That song was not what I planned on singing. I was planning to sing something by the Temptations, or Aretha Franklin, or something manly like an old BB King down and out, my baby done left me so leave me alone kind of song, but the image of the Hollywood show was fresh on my mind and out came Sam Cook. Well, I made it through a few bars and was certain that I was the winner. I took my bow and while thanking my audience my father turned to my mother and whispered “if I die tomorrow make sure that boy gets a good education because professional singing ‘aint’ in his cards.”
Well, I retreated to my seat as the next sibling took her turn with the makeshift microphone. I did not hear her sing because by then I was engaged in a mental conversation with my little monkey friend whom I had given the name ‘Seed” because when I returned to my seat there was a little orange seed on his face, apparently placed there by my ‘still laughing at my singing" big brother.
I came back to reality to hear the last chorus of ‘Santa Clause Is Coming to Town’ sung by my little sister, who incidentally won the secret prize which turned out be nothing more than a beautifully wrapped, extra piece of candy – woop-de-doo! It was awarded to her with elegance, and compassion and she accepted it as if it was a golden globe award. It wasn’t that she could really sing, she only won because she was only five years old and the baby. In other words, she was cute and the favorite to win. Anyway, my parents would later regret awarding her the gift as they could not get her to shut up afterwards. They should have given me the prize as I would have simply eaten the candy and went to sleep.
Anyhoo………The lesson I learned from that experience is that Christmas is truly about family. It’s about loving and appreciating each other. It’s not about how much toys you get or don’t get. It’s about felling secure and loved, and protected, and knowing that know matter how tough life gets you don’t suffer alone. Your family, no matter how dysfunctional they may be will suffer with you. Christmas is about giving yourself unselfishly, no matter how much or how little of you is available to give. It’s about humility and accepting whatever a friend or a loved one has to offer and being grateful that you have someone who cares enough to just think about you! The Christmas of 1963 changed not just my attitude towards Christmas but my attitude towards life!
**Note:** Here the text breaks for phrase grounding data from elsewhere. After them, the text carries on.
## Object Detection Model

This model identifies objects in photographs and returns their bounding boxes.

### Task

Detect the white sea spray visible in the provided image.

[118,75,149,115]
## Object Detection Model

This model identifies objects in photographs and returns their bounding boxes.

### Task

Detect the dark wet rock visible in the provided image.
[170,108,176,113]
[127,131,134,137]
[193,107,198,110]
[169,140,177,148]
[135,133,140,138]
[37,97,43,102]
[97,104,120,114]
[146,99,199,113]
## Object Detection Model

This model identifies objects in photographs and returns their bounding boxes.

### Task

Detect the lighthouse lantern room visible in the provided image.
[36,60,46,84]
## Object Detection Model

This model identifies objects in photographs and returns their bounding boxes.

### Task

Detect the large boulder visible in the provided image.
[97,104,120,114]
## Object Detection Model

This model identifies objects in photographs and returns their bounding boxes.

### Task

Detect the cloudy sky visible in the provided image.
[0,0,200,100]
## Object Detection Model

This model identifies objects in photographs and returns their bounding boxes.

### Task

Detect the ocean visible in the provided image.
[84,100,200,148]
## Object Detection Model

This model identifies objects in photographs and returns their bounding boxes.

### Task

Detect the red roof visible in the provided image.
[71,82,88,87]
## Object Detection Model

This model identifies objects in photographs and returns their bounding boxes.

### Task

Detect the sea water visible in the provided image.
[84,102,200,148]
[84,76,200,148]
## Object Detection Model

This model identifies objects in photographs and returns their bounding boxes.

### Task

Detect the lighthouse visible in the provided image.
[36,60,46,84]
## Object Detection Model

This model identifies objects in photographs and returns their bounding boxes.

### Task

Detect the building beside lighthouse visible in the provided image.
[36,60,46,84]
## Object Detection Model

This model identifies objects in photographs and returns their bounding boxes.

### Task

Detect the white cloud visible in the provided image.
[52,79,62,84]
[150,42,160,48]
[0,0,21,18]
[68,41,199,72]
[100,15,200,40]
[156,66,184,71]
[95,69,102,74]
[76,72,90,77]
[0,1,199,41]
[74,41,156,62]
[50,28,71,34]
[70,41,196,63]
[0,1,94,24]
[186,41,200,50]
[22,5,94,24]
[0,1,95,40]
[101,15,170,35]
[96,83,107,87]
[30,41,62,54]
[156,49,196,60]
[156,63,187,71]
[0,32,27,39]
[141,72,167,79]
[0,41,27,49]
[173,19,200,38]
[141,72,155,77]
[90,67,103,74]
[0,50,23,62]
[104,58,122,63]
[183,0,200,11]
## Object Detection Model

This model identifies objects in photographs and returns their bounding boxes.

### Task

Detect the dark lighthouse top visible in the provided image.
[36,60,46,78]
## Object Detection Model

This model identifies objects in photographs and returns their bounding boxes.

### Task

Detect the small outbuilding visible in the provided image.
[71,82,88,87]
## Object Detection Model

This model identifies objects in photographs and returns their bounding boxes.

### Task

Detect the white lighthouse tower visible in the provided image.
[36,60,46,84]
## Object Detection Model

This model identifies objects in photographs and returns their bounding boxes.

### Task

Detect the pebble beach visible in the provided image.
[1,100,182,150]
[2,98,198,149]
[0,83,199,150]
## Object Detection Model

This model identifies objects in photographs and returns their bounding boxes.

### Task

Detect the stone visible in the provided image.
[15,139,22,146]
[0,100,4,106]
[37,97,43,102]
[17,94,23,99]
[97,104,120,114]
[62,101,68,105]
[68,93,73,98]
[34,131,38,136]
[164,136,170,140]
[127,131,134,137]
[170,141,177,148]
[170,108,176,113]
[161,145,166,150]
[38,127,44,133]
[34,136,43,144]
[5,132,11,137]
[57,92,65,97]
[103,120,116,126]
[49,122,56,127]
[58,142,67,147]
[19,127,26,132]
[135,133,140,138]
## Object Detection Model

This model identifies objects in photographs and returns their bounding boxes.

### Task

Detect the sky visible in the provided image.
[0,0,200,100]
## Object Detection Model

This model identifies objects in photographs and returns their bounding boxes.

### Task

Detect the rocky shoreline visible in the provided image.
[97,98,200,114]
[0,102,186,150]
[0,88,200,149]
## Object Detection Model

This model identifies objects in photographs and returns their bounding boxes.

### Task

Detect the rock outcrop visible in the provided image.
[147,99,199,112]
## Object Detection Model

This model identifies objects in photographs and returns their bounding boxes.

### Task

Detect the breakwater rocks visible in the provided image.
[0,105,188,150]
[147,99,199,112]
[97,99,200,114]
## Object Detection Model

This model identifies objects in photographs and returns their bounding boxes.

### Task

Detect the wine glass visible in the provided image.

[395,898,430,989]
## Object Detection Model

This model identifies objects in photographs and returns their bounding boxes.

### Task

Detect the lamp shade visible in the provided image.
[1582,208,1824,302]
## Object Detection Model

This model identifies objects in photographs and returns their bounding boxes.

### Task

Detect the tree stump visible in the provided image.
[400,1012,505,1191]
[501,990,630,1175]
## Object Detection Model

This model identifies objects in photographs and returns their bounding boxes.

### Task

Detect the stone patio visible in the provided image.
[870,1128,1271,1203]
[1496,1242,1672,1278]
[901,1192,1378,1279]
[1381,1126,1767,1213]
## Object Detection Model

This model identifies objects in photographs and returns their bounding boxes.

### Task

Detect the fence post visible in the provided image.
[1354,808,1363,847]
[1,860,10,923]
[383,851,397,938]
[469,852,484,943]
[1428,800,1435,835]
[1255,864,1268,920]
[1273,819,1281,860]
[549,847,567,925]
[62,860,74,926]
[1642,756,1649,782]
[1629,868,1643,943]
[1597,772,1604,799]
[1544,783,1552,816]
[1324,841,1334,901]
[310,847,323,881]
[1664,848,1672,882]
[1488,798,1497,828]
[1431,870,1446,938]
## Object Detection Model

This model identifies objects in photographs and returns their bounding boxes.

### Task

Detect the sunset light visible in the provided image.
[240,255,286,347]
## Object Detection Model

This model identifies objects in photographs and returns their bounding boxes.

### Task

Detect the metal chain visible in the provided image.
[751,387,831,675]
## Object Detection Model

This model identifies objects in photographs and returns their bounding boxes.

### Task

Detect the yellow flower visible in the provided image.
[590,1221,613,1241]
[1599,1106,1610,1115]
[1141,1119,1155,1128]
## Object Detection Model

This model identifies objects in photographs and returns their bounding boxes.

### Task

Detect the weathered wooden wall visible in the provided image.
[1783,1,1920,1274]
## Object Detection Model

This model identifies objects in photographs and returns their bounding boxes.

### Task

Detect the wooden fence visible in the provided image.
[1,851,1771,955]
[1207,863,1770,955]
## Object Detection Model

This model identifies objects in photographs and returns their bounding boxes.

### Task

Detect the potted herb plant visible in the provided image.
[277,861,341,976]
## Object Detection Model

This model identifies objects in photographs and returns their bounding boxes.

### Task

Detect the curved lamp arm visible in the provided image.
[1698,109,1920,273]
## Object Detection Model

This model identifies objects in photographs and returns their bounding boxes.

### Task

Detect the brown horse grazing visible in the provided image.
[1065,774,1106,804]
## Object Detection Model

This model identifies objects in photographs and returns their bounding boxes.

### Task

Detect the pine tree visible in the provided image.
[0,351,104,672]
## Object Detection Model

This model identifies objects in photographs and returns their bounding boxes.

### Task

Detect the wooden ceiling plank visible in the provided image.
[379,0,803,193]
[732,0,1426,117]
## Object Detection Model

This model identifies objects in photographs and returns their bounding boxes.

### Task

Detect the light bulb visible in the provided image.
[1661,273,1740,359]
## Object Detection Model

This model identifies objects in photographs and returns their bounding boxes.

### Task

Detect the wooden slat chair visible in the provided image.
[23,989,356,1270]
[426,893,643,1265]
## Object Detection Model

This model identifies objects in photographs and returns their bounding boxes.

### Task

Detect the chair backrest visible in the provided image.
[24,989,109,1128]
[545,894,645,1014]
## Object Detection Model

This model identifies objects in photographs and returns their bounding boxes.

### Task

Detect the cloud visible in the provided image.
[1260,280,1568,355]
Both my parents are deceased now but what they did that year was remarkable. They gave my siblings and me a foundation of love and gratitude that will never be shaken. Three of my siblings have since passed away but those who remain meet every year for Thanksgivings and the day after Christmas. We don’t give each other gifts. We give each other -----each other!
I don’t know what became of my little brown faced seed monkey. The last time I saw him was when I left home at 18 to join the military. I am now 59 years old. I’ll never forget the simplicity of the gift and how after a week I felt that those rich snot nosed TV land kids had nothing on me! I was the winner of the greatest gift that year. They had great toys. I had a great family who through their dysfunctional, unwavering, unbiased acceptance changed my life and helped me find the true meaning of Christmas and the true meaning of family!
This year, I pray that everyone will look beyond the glitter of the season and find each other. Invest in family..no matter how dysfunctional they may be!!